Morality lessons in a feel good movie
Today's Hollywood produces movie after movie about humanity's negativity and our inevitable dystopian future. If not that, then the movie is an obvious homage to something so outlandish that it's not to be taken realistically. In Good Company, however, takes the opposite approach, showing genuine familial, work, and romantic relationships. With nearly no twists or surprises, almost no exaggeration whatsoever, this movie delivers as intended.

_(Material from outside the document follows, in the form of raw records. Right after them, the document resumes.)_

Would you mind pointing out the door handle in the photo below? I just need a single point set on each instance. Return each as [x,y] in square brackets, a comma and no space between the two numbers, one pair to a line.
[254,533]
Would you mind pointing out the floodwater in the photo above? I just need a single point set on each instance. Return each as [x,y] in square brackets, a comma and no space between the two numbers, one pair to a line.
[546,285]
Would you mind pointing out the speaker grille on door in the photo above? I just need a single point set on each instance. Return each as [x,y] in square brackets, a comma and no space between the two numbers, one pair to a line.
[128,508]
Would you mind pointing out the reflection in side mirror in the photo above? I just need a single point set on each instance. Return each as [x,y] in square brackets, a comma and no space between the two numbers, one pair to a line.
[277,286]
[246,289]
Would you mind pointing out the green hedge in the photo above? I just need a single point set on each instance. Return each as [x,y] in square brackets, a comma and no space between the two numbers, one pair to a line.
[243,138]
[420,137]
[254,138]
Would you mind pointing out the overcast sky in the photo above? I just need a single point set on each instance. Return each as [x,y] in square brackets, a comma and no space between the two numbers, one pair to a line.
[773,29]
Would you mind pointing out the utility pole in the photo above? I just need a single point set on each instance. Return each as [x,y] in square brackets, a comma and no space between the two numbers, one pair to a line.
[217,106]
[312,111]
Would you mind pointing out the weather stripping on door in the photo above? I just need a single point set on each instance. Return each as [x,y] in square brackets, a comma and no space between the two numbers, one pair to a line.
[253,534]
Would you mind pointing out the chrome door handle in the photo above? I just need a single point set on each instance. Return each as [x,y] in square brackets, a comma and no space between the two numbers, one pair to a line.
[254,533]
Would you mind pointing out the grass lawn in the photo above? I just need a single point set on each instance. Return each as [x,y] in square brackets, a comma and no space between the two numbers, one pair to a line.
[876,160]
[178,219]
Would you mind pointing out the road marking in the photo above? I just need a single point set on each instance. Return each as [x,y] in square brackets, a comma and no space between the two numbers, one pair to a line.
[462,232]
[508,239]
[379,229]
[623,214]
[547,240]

Dan Foreman (Dennis Quaid) is the director of marketing for a company being purchased by a multination conglomerate. Corporate restructuring brings about the obvious changes. As a result, most of Dan's team is fired, and his position is usurped by Carter Duryea (Topher Grace) - as the young, brash, conceited yet overmatched, buzz-word spouting whiz-kid - making Dan the second fiddle. Just like a formulaic black-white movie, where the white character inevitably learns to dance from the black character, Carter soon learns from the wiser, experienced, and worldly sage of marketing. Just think of Dan as Miyagi and Carter as Daniel-San; it only takes one good butt-kicking, literally in this movie, to realize how incompetent and unprepared you are when faced with an experienced adversary.
When Carter meets Dan's georgous, college-bound daughter Alex (Scarlett Johansson), sparks fly, adding yet another juxtaposed subplot amidst the struggles of life, love, and corporate advancement.
Overall it's a decent, albeit predictable, somewhat bland movie that if nothing more, provides a reason to ogle Johansson and see Quaid turn in a great performance.